Dumping 1 direct blocker(s):
inst: 1, sid: 254, ser: 5
Dumping final blocker: inst: 1, sid: 256, ser: 5
This is a session that is waiting, and we have the final blocker: inst: 1, sid: 256, ser: 5
Then we get to the final blocker by searching the sid: 256:
SO: 0x9168a408, type: 4, owner: 0x9198d058, flag: INIT/-/-/0x00 if: 0x3 c: 0x3
proc=0x9198d058, name=session, file=ksu.h LINE:13580, pg=0 conuid=0
(session) sid: 256 ser: 5 trans: 0x8ea6b618, creator: 0x9198d058
...
service name: SYS$USERS
client details:
O/S info: user: oracle, term: UNKNOWN, ospid: 7925
machine: vboxora12c program: oracle@vboxora12c (J000)
Current Wait Stack:
0: waiting for 'PL/SQL lock timer'
duration=0x0, =0x0, =0x0
wait_id=0 seq_num=1 snap_id=1
wait times: snap=25.936165 sec, exc=25.936165 sec, total=25.936165 sec
wait times: max=50.000000 sec, heur=25.936165 sec
wait counts: calls=1 os=9
in_wait=1 iflags=0x5a0
There are 5 sessions blocked by this session.
Dumping one waiter:
inst: 1, sid: 254, ser: 5
wait event: 'enq: TM - contention'
p1: 'name|mode'=0x544d0004
p2: 'object #'=0x1737c
p3: 'table/partition'=0x0
row_wait_obj#: 95100, block#: 0, row#: 0, file# 0
min_blocked_time: 19 secs, waiter_cache_ver: 44
Analysing the System State takes much longer than the hanganalyze, but it has more information.
V$WAIT_CHAINS
When the blocking situation is not so desesperate, but you just want to see what is blocking, the hanganalyze information is also available online in V$WAIT_CHAINS. The advantage over ASH is that you see all processes (not only foreground, not only active ones).
Here is an example:
CHAIN_ID | CHAIN | CHAIN_SIGNATURE | INSTANCE | OSID | PID | SID | BLOCK |
---|---|---|---|---|---|---|---|
1 | FALSE | ‘PL/SQL lock timer’ <=’enq: TM – contention’ <=’enq: TM – contention’ |
1 | 7929 | 42 | 23 | TRUE |
1 | FALSE | ‘PL/SQL lock timer’ <=’enq: TM – contention’ <=’enq: TM – contention’ |
1 | 7927 | 41 | 254 | TRUE |
1 | FALSE | ‘PL/SQL lock timer’ <=’enq: TM – contention’ <=’enq: TM – contention’ |
1 | 7925 | 39 | 256 | FALSE |
2 | FALSE | ‘PL/SQL lock timer’ <=’enq: TM – contention’ <=’enq: TM – contention’ |
1 | 7933 | 46 | 25 | TRUE |
3 | FALSE | ‘PL/SQL lock timer’ <=’enq: TM – contention’ <=’enq: TM – contention’ |
1 | 7931 | 45 | 260 | TRUE |
4 | FALSE | ‘PL/SQL lock timer’ <=’enq: TM – contention’ <=’enq: TM – contention’ |
1 | 7935 | 47 | 262 | TRUE |
ASH Dump
There is something else that you can get if you have Diagnostic Pack.

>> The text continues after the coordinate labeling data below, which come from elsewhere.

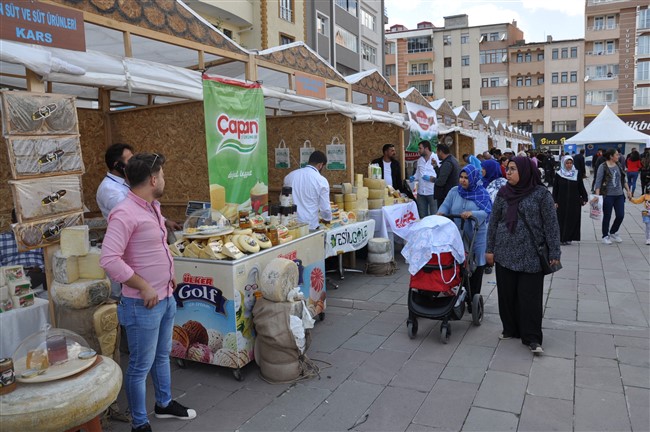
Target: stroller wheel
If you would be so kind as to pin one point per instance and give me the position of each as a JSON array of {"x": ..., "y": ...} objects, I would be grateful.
[
  {"x": 412, "y": 328},
  {"x": 477, "y": 309},
  {"x": 445, "y": 332}
]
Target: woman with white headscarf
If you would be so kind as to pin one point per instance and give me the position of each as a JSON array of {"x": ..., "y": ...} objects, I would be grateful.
[{"x": 569, "y": 194}]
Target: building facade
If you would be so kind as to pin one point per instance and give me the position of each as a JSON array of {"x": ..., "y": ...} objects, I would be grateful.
[
  {"x": 466, "y": 65},
  {"x": 617, "y": 60}
]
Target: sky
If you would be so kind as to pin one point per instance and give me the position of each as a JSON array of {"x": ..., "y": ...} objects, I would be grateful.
[{"x": 562, "y": 19}]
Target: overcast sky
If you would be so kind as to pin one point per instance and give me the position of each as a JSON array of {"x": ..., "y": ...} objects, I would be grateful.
[{"x": 563, "y": 19}]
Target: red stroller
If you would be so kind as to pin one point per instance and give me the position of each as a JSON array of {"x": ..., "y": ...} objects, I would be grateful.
[{"x": 440, "y": 289}]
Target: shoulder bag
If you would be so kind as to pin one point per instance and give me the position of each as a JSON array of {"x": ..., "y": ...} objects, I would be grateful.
[{"x": 542, "y": 250}]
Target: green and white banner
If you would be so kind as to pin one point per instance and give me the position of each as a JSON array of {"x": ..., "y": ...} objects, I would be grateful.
[{"x": 235, "y": 132}]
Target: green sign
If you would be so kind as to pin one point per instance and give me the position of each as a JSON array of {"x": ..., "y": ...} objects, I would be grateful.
[{"x": 235, "y": 131}]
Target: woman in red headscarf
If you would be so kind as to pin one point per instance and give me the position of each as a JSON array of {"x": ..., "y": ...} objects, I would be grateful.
[{"x": 511, "y": 247}]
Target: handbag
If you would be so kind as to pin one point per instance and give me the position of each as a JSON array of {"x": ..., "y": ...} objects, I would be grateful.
[{"x": 542, "y": 251}]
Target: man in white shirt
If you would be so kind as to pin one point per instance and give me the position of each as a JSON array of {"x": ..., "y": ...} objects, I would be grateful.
[
  {"x": 425, "y": 175},
  {"x": 311, "y": 191},
  {"x": 113, "y": 189}
]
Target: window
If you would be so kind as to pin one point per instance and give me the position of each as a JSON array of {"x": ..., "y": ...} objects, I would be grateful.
[
  {"x": 369, "y": 53},
  {"x": 419, "y": 44},
  {"x": 323, "y": 25},
  {"x": 424, "y": 87},
  {"x": 368, "y": 20},
  {"x": 286, "y": 39},
  {"x": 286, "y": 10},
  {"x": 601, "y": 97},
  {"x": 348, "y": 5},
  {"x": 564, "y": 126},
  {"x": 643, "y": 71},
  {"x": 493, "y": 56},
  {"x": 346, "y": 39}
]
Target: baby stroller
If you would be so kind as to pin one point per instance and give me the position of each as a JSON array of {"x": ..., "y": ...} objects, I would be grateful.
[{"x": 441, "y": 288}]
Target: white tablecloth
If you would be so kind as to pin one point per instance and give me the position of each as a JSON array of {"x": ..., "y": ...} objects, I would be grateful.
[
  {"x": 17, "y": 324},
  {"x": 348, "y": 238}
]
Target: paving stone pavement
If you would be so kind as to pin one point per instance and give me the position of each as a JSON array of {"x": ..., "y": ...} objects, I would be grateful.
[{"x": 593, "y": 376}]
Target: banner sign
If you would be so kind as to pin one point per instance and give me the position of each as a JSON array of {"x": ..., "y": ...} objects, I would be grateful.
[
  {"x": 235, "y": 132},
  {"x": 42, "y": 24},
  {"x": 423, "y": 126}
]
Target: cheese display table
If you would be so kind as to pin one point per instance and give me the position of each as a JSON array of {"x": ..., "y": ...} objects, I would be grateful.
[
  {"x": 215, "y": 299},
  {"x": 17, "y": 324},
  {"x": 63, "y": 404},
  {"x": 348, "y": 238}
]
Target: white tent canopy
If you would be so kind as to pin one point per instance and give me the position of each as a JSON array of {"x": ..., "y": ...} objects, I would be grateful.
[{"x": 608, "y": 128}]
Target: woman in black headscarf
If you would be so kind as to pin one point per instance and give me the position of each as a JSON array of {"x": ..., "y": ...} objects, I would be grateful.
[{"x": 510, "y": 245}]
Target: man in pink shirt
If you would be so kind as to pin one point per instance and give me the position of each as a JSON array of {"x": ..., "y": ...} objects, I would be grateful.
[{"x": 135, "y": 253}]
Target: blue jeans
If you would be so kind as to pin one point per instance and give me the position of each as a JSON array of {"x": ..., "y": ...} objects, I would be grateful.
[
  {"x": 632, "y": 177},
  {"x": 426, "y": 205},
  {"x": 617, "y": 202},
  {"x": 149, "y": 334}
]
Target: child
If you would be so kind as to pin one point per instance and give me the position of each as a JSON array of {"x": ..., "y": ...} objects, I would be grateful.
[{"x": 645, "y": 213}]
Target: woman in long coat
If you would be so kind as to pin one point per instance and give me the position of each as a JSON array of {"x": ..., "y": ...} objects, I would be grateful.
[{"x": 569, "y": 194}]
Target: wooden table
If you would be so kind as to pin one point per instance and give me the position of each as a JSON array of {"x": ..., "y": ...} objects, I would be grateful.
[{"x": 63, "y": 404}]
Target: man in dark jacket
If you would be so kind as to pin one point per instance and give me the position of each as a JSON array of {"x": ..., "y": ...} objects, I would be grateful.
[
  {"x": 579, "y": 163},
  {"x": 447, "y": 174},
  {"x": 390, "y": 168}
]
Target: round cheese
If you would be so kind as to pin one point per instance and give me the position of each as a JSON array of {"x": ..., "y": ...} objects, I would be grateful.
[
  {"x": 381, "y": 258},
  {"x": 81, "y": 294},
  {"x": 278, "y": 278},
  {"x": 378, "y": 245}
]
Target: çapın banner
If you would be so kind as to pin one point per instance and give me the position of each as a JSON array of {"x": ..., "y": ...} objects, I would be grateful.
[
  {"x": 235, "y": 132},
  {"x": 423, "y": 126}
]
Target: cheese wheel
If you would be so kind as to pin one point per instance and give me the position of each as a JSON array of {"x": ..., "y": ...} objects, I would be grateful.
[
  {"x": 378, "y": 245},
  {"x": 374, "y": 183},
  {"x": 278, "y": 278},
  {"x": 381, "y": 258},
  {"x": 81, "y": 294}
]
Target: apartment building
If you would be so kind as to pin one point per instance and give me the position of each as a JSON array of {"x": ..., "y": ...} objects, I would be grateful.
[
  {"x": 617, "y": 60},
  {"x": 256, "y": 24},
  {"x": 466, "y": 65},
  {"x": 546, "y": 85},
  {"x": 349, "y": 34}
]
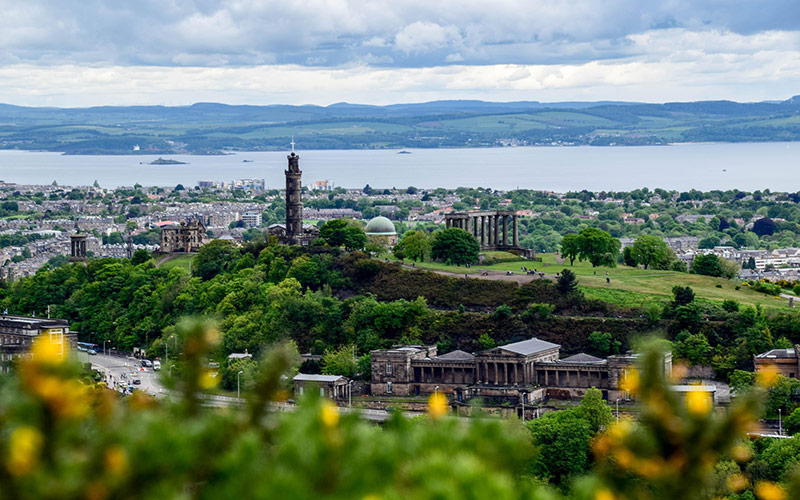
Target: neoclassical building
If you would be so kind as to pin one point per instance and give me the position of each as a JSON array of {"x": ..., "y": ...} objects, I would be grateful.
[
  {"x": 184, "y": 237},
  {"x": 381, "y": 230},
  {"x": 529, "y": 370}
]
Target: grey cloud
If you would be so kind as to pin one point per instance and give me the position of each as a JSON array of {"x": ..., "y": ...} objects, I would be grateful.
[{"x": 412, "y": 33}]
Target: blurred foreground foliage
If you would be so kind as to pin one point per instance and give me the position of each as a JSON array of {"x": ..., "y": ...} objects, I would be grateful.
[{"x": 61, "y": 439}]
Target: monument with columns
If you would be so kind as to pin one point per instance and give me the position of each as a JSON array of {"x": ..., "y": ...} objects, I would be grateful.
[{"x": 493, "y": 229}]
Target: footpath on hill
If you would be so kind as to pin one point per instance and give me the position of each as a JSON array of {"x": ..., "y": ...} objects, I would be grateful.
[{"x": 518, "y": 277}]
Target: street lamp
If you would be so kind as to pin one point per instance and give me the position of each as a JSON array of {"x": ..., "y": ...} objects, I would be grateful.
[{"x": 349, "y": 393}]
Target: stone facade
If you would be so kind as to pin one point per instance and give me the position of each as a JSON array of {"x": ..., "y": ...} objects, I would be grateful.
[
  {"x": 522, "y": 371},
  {"x": 183, "y": 237},
  {"x": 17, "y": 333},
  {"x": 786, "y": 361},
  {"x": 294, "y": 232},
  {"x": 494, "y": 229}
]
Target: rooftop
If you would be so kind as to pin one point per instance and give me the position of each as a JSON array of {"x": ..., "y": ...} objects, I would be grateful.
[
  {"x": 530, "y": 346},
  {"x": 457, "y": 355},
  {"x": 304, "y": 377}
]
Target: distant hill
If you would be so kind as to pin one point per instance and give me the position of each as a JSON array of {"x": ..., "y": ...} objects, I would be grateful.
[{"x": 208, "y": 128}]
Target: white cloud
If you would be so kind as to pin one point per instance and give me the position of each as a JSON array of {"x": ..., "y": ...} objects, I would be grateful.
[{"x": 426, "y": 37}]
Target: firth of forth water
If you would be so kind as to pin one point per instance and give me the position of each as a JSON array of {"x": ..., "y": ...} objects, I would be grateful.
[{"x": 745, "y": 166}]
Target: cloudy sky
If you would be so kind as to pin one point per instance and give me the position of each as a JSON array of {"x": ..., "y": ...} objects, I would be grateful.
[{"x": 174, "y": 52}]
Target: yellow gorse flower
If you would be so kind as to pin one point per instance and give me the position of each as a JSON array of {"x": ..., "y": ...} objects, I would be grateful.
[
  {"x": 23, "y": 453},
  {"x": 768, "y": 376},
  {"x": 698, "y": 402},
  {"x": 437, "y": 405},
  {"x": 630, "y": 381},
  {"x": 116, "y": 461},
  {"x": 330, "y": 415},
  {"x": 765, "y": 490}
]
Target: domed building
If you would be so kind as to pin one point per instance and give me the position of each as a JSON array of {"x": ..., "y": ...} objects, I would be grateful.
[{"x": 381, "y": 230}]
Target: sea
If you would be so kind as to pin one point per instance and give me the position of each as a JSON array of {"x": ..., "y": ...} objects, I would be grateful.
[{"x": 745, "y": 166}]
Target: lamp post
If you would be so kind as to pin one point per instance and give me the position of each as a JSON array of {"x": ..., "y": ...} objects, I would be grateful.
[{"x": 349, "y": 393}]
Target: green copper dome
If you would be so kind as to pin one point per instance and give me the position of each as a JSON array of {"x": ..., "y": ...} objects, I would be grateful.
[{"x": 380, "y": 225}]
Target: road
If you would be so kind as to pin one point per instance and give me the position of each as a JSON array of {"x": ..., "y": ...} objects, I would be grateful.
[{"x": 123, "y": 371}]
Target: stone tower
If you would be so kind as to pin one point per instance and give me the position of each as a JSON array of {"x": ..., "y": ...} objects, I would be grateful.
[{"x": 294, "y": 203}]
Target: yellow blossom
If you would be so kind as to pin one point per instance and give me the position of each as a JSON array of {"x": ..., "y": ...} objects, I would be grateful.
[
  {"x": 208, "y": 380},
  {"x": 768, "y": 376},
  {"x": 630, "y": 381},
  {"x": 437, "y": 405},
  {"x": 45, "y": 351},
  {"x": 116, "y": 460},
  {"x": 604, "y": 494},
  {"x": 330, "y": 414},
  {"x": 769, "y": 491},
  {"x": 24, "y": 447},
  {"x": 698, "y": 402}
]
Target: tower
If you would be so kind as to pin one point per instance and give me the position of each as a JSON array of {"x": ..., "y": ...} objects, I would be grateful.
[{"x": 294, "y": 203}]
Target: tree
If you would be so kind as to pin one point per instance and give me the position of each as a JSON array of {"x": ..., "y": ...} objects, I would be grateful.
[
  {"x": 570, "y": 247},
  {"x": 649, "y": 250},
  {"x": 354, "y": 238},
  {"x": 628, "y": 258},
  {"x": 454, "y": 246},
  {"x": 793, "y": 422},
  {"x": 764, "y": 227},
  {"x": 693, "y": 348},
  {"x": 212, "y": 258},
  {"x": 415, "y": 245},
  {"x": 140, "y": 256},
  {"x": 567, "y": 283},
  {"x": 604, "y": 343},
  {"x": 598, "y": 247},
  {"x": 563, "y": 439},
  {"x": 594, "y": 410},
  {"x": 339, "y": 361}
]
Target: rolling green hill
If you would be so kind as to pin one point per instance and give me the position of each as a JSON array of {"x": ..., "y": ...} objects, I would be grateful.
[{"x": 210, "y": 127}]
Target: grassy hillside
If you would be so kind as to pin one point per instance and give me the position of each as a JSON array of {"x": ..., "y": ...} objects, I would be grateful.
[
  {"x": 209, "y": 127},
  {"x": 629, "y": 286}
]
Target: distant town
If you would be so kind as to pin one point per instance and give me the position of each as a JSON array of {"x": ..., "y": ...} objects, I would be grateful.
[{"x": 758, "y": 231}]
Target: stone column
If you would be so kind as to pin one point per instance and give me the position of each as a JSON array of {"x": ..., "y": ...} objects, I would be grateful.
[{"x": 516, "y": 234}]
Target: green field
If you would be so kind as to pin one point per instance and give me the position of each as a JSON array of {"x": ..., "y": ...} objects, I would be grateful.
[
  {"x": 182, "y": 261},
  {"x": 629, "y": 286}
]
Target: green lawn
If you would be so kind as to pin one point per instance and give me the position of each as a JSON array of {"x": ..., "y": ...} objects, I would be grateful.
[
  {"x": 629, "y": 286},
  {"x": 183, "y": 261}
]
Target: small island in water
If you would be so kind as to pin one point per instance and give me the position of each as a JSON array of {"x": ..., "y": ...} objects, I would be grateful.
[{"x": 162, "y": 161}]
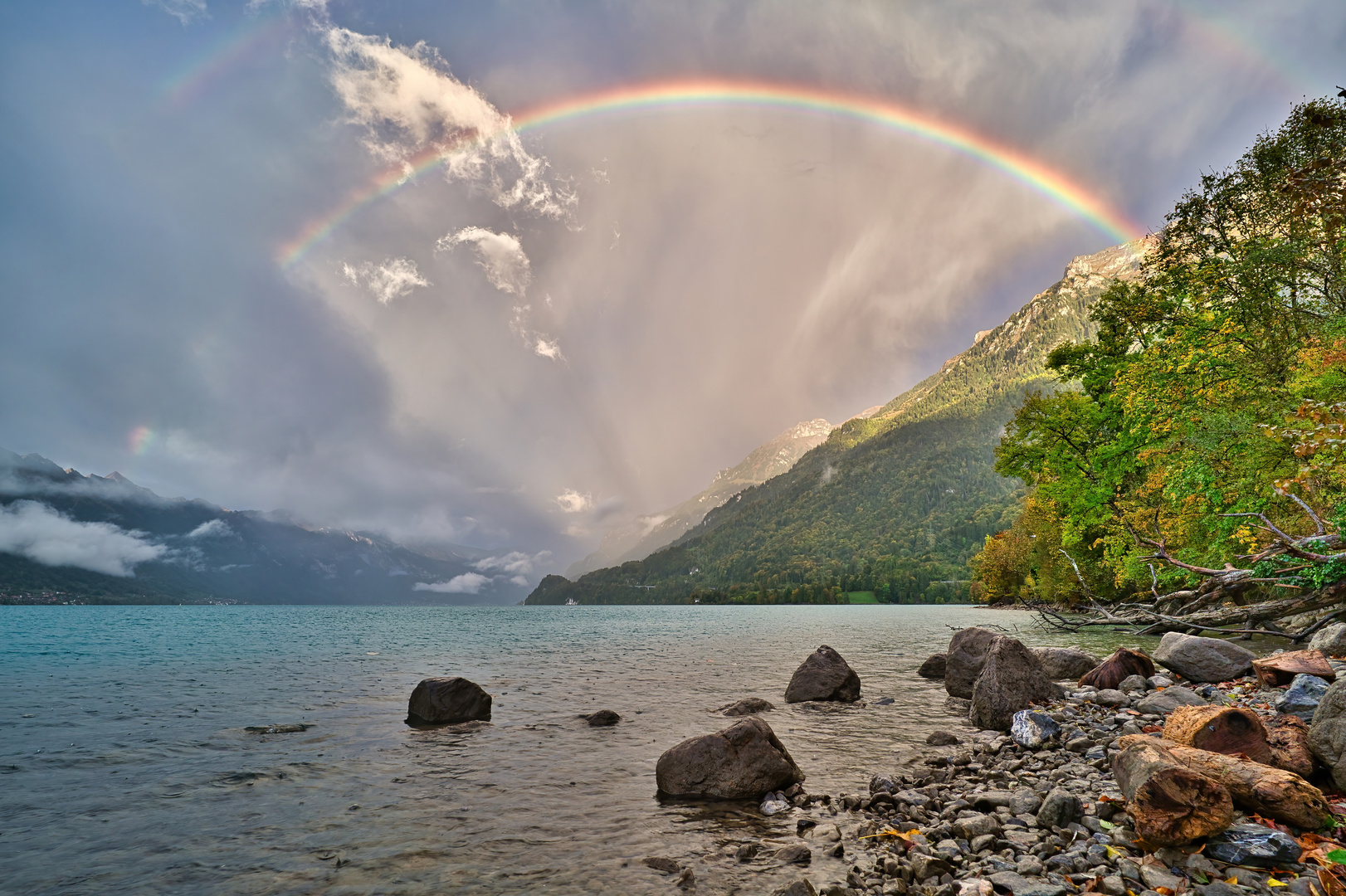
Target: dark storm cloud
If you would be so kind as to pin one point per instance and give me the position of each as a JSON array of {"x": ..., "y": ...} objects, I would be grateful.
[{"x": 573, "y": 324}]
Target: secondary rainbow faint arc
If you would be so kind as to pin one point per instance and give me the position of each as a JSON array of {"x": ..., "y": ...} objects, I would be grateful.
[{"x": 675, "y": 95}]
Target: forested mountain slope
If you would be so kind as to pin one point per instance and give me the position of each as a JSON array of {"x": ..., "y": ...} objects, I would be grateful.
[{"x": 897, "y": 504}]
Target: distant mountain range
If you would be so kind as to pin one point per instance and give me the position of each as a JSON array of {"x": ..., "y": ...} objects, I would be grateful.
[
  {"x": 646, "y": 534},
  {"x": 106, "y": 540},
  {"x": 897, "y": 501}
]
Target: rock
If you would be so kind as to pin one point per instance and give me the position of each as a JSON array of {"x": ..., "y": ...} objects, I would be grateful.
[
  {"x": 1031, "y": 729},
  {"x": 1065, "y": 662},
  {"x": 1134, "y": 685},
  {"x": 796, "y": 855},
  {"x": 746, "y": 707},
  {"x": 824, "y": 675},
  {"x": 1203, "y": 658},
  {"x": 1252, "y": 845},
  {"x": 1121, "y": 665},
  {"x": 441, "y": 701},
  {"x": 1018, "y": 885},
  {"x": 1112, "y": 699},
  {"x": 1330, "y": 640},
  {"x": 964, "y": 661},
  {"x": 1011, "y": 679},
  {"x": 1168, "y": 700},
  {"x": 1060, "y": 807},
  {"x": 1303, "y": 696},
  {"x": 1328, "y": 733},
  {"x": 932, "y": 668},
  {"x": 744, "y": 761},
  {"x": 664, "y": 864}
]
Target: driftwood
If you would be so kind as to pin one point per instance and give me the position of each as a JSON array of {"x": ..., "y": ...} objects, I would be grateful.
[
  {"x": 1220, "y": 729},
  {"x": 1116, "y": 669},
  {"x": 1289, "y": 740},
  {"x": 1168, "y": 803},
  {"x": 1270, "y": 791},
  {"x": 1274, "y": 672}
]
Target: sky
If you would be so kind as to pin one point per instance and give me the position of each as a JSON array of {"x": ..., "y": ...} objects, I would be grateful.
[{"x": 509, "y": 274}]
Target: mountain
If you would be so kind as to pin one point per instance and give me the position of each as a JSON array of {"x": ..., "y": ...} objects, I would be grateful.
[
  {"x": 646, "y": 534},
  {"x": 897, "y": 502},
  {"x": 108, "y": 540}
]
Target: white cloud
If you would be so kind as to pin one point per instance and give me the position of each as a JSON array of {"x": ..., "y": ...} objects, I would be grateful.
[
  {"x": 573, "y": 502},
  {"x": 51, "y": 538},
  {"x": 181, "y": 10},
  {"x": 212, "y": 529},
  {"x": 515, "y": 562},
  {"x": 500, "y": 255},
  {"x": 408, "y": 104},
  {"x": 465, "y": 584},
  {"x": 389, "y": 280}
]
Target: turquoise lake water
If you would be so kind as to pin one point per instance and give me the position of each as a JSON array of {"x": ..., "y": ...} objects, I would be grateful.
[{"x": 125, "y": 768}]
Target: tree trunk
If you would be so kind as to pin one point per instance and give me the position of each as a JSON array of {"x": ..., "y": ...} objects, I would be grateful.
[
  {"x": 1221, "y": 729},
  {"x": 1270, "y": 791},
  {"x": 1168, "y": 803}
]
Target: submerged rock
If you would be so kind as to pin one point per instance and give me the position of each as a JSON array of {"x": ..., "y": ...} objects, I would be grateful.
[
  {"x": 744, "y": 761},
  {"x": 1203, "y": 658},
  {"x": 746, "y": 707},
  {"x": 441, "y": 701},
  {"x": 824, "y": 675}
]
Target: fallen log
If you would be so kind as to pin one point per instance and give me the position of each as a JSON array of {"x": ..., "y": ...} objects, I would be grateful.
[
  {"x": 1121, "y": 665},
  {"x": 1168, "y": 803},
  {"x": 1261, "y": 789},
  {"x": 1289, "y": 740},
  {"x": 1280, "y": 669},
  {"x": 1220, "y": 729}
]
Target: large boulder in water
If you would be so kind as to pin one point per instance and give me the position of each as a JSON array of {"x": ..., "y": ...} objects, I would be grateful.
[
  {"x": 744, "y": 761},
  {"x": 441, "y": 701},
  {"x": 824, "y": 675},
  {"x": 964, "y": 658},
  {"x": 1065, "y": 662},
  {"x": 1203, "y": 658},
  {"x": 1011, "y": 679}
]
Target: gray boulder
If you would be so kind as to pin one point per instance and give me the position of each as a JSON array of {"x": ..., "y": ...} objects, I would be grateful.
[
  {"x": 1031, "y": 729},
  {"x": 1328, "y": 733},
  {"x": 744, "y": 761},
  {"x": 1011, "y": 679},
  {"x": 746, "y": 707},
  {"x": 441, "y": 701},
  {"x": 1065, "y": 662},
  {"x": 932, "y": 668},
  {"x": 964, "y": 660},
  {"x": 1302, "y": 697},
  {"x": 1330, "y": 640},
  {"x": 1203, "y": 658},
  {"x": 824, "y": 675},
  {"x": 1168, "y": 700}
]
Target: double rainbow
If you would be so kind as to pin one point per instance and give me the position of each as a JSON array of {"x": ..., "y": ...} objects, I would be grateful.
[{"x": 1034, "y": 174}]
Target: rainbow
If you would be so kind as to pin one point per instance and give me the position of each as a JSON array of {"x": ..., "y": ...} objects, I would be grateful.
[{"x": 716, "y": 93}]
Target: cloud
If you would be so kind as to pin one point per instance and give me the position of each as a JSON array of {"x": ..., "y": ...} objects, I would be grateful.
[
  {"x": 515, "y": 562},
  {"x": 573, "y": 502},
  {"x": 183, "y": 11},
  {"x": 500, "y": 255},
  {"x": 408, "y": 104},
  {"x": 212, "y": 529},
  {"x": 389, "y": 280},
  {"x": 465, "y": 584},
  {"x": 51, "y": 538}
]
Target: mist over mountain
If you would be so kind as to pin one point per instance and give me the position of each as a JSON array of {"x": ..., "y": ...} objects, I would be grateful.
[
  {"x": 897, "y": 502},
  {"x": 106, "y": 540}
]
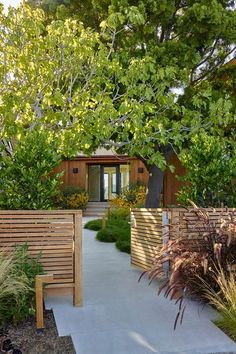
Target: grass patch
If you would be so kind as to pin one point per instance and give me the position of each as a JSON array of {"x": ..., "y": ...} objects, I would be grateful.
[
  {"x": 225, "y": 302},
  {"x": 106, "y": 235},
  {"x": 117, "y": 229},
  {"x": 94, "y": 225}
]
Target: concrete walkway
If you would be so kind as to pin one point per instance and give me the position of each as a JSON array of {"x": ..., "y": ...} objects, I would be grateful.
[{"x": 122, "y": 316}]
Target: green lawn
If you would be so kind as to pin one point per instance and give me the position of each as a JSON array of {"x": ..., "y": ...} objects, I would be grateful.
[{"x": 117, "y": 229}]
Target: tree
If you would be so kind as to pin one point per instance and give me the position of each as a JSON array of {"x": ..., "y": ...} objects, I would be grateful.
[
  {"x": 26, "y": 178},
  {"x": 210, "y": 163},
  {"x": 51, "y": 76},
  {"x": 145, "y": 88},
  {"x": 168, "y": 50},
  {"x": 165, "y": 46}
]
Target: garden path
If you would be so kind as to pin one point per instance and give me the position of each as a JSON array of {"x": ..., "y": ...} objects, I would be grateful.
[{"x": 121, "y": 316}]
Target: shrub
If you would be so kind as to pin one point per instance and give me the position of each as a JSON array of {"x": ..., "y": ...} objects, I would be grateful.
[
  {"x": 106, "y": 235},
  {"x": 211, "y": 172},
  {"x": 191, "y": 262},
  {"x": 130, "y": 197},
  {"x": 224, "y": 300},
  {"x": 119, "y": 213},
  {"x": 26, "y": 178},
  {"x": 72, "y": 198},
  {"x": 17, "y": 278},
  {"x": 94, "y": 225}
]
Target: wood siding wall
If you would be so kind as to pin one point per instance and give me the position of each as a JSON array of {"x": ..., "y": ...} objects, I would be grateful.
[
  {"x": 80, "y": 179},
  {"x": 56, "y": 235}
]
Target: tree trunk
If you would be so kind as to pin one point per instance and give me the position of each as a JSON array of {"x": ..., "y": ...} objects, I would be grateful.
[
  {"x": 155, "y": 186},
  {"x": 156, "y": 179}
]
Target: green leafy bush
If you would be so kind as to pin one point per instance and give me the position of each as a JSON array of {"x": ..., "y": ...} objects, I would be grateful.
[
  {"x": 106, "y": 235},
  {"x": 224, "y": 299},
  {"x": 94, "y": 225},
  {"x": 26, "y": 178},
  {"x": 72, "y": 198},
  {"x": 130, "y": 197},
  {"x": 117, "y": 228},
  {"x": 211, "y": 172},
  {"x": 17, "y": 301}
]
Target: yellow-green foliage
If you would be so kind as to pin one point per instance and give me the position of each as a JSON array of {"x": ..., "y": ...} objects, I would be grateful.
[
  {"x": 14, "y": 285},
  {"x": 225, "y": 301},
  {"x": 73, "y": 198},
  {"x": 131, "y": 197}
]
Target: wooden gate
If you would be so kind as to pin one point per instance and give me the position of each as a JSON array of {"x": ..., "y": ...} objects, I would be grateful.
[{"x": 57, "y": 236}]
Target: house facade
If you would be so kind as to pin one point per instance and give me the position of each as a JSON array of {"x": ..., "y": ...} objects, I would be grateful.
[{"x": 105, "y": 174}]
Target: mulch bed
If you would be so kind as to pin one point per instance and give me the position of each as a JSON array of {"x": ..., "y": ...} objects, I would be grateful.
[{"x": 25, "y": 337}]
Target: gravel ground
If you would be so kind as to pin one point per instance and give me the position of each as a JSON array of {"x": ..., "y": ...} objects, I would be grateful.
[{"x": 25, "y": 337}]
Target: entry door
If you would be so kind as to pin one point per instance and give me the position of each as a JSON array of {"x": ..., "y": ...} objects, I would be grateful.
[{"x": 109, "y": 182}]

The ASH information can be dumped to trace file even if it cannot be collected in the database.
oradebug dump ashdumpseconds 30
that will gather ASH from latest 30 seconds, and the trace file will even have the sqlldr ctl file to load it in an ASH like table.
sqlplus -prelim
But what can you do if you can’t even connect / as sysdba ?
There is the ‘preliminary connection’ that does not create a session:
sqlplus -prelim / as sysdba
With that you will be able to get a systemstate. You will be able to get a ashdump.
But unfortunately, since 11.2.0.2 you cannot get a hanganalyze:
ERROR: Can not perform hang analysis dump without a process state object and a session state object.
But there is a workaround for that (from Tanel Poders’s blog): try to use a session that is already connected.
For exemple I use the DIAG background process (it’s better not to use vital processes for that)
SQL> oradebug setorapname diag
Oracle pid: 8, Unix process pid: 7805, image: oracle@vboxora12c (DIAG)
Core message
Even in hurry,
- Always check an hanganalyze to understand the problem.
- Always get a systemstate before a shutdown abort.
and you will have information to investigate later, or to provide to Oracle Support.